BTW, this is an interesting and subtle question, which everyone's intuition gets wrong:

Does TCP/IP driver get an information that packet has been transmitted without any errors?

Ndis[F|M]SendNetBufferListsComplete does not mean that the packet has been transmitted without any errors. It means exactly one thing: the packet payload, MDL(s), NB(s), & NBL are no longer in use, and the protocol driver can repurpose them.

When transmitting to typical PCIe hardware, that means that the DMA to the NIC's onboard RAM is completed, and the NIC promises not to touch the packet payload buffer anymore.

That is a simple answer, but it raises an immediate follow-up question: if SendComplete doesn't mean that the packet was transmitted successfully, how does the protocol figure out whether the packet was transmitted successfully?

The answer to that is that protocols don't care whether the packet was transmitted to the next hop.
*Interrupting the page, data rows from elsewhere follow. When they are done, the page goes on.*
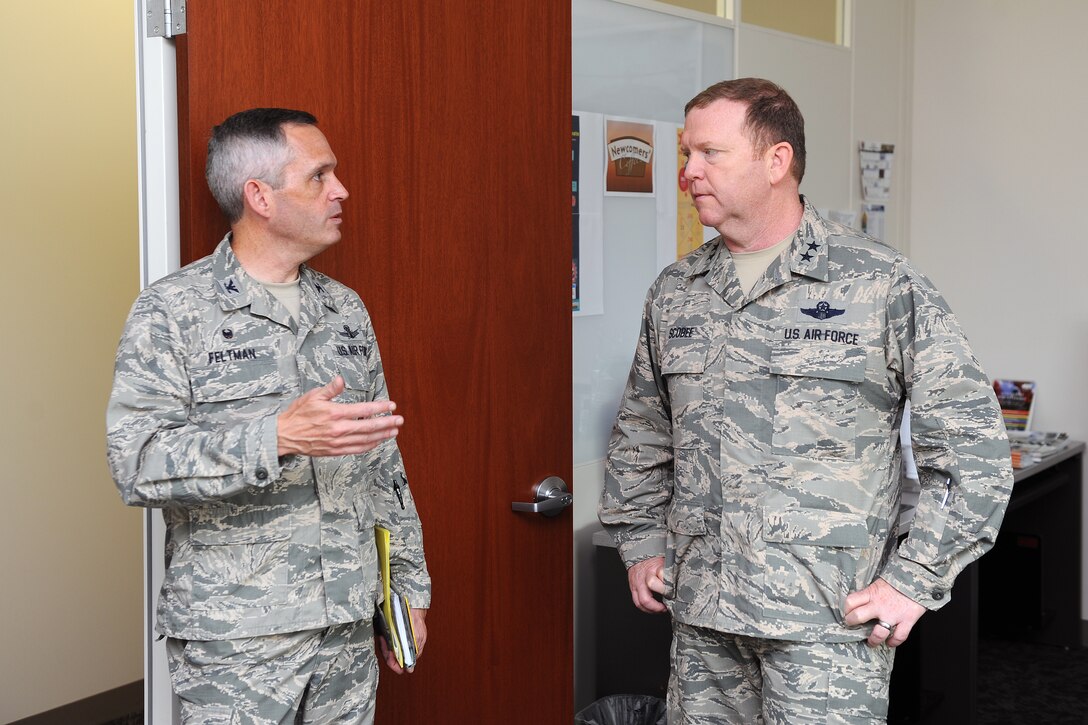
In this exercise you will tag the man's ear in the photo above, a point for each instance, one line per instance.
(779, 160)
(258, 197)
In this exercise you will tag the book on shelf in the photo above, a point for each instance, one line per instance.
(1029, 447)
(393, 619)
(1016, 398)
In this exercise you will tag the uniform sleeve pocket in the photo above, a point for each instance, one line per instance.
(685, 518)
(357, 384)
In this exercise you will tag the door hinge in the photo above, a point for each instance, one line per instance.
(165, 17)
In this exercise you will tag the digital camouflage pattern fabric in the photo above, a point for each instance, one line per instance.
(328, 675)
(718, 678)
(256, 543)
(757, 443)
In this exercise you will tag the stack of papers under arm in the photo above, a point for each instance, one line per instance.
(393, 621)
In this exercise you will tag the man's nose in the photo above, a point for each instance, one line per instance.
(338, 192)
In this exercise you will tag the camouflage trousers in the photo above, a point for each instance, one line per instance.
(717, 678)
(318, 676)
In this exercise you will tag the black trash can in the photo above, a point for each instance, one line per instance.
(623, 710)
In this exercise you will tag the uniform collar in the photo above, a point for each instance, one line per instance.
(806, 256)
(236, 289)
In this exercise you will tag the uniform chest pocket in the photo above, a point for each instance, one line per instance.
(238, 386)
(816, 397)
(683, 367)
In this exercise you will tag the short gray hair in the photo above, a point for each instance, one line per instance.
(249, 145)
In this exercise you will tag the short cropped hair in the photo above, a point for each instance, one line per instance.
(249, 145)
(771, 117)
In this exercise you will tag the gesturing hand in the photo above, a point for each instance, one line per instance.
(645, 578)
(314, 426)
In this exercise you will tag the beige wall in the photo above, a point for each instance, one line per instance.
(70, 552)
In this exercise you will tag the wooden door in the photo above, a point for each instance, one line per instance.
(450, 123)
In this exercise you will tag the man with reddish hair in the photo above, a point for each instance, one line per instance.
(753, 476)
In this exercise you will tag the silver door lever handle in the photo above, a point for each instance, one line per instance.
(552, 498)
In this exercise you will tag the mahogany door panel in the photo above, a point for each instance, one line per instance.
(450, 124)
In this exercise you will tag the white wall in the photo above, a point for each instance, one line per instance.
(998, 175)
(847, 95)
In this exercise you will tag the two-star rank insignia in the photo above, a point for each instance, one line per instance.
(348, 332)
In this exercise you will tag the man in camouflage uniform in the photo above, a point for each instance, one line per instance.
(753, 476)
(250, 405)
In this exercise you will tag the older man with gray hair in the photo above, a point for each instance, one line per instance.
(249, 404)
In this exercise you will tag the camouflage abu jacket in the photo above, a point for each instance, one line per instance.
(256, 544)
(757, 444)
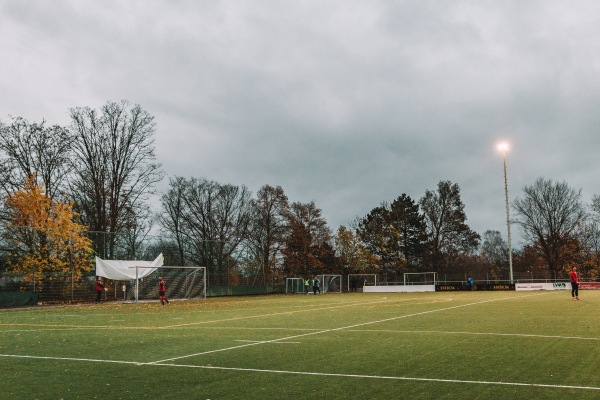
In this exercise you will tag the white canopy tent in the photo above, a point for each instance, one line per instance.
(120, 270)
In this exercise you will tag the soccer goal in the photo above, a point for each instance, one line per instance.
(420, 278)
(181, 283)
(357, 281)
(294, 285)
(331, 283)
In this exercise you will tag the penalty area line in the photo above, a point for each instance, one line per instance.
(393, 378)
(305, 373)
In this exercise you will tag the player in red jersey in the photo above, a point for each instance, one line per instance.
(162, 291)
(574, 284)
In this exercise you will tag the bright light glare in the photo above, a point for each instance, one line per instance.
(503, 147)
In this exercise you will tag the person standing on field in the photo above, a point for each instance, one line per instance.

What they really care about is whether the distant endpoint got the packet. And the only way to find out is some sort of ACK system. So nobody really bothered to build a signal that says the NIC hardware has actually transmitted the NBL to the next hop, since the protocol couldn't do much with that information anyway.

(Packet timestamping (IEEE15888/PTP/NTP) is a bit of an exception to the above discussion. But even in that case, we don't actually want to know when the packet left the localhost. We actually want to know when the packet arrives at the remote endpoint. But the laws of physics being what they are, the latter is unknowable, so we have to settle for knowing when the TX packet departed the localhost.)

Note that if you are certain the packet did not transmit, then you can scribble an error code in NET_BUFFER_LIST::Status, and some protocols (e.g., UDP + winsock) will bubble that error up to the application. But in that case, you're just optimizing for a faster error path -- the application is still essentially obligated to build a network-level feedback mechanism (e.g. ACKs) to know if the packet got all the way to its destination.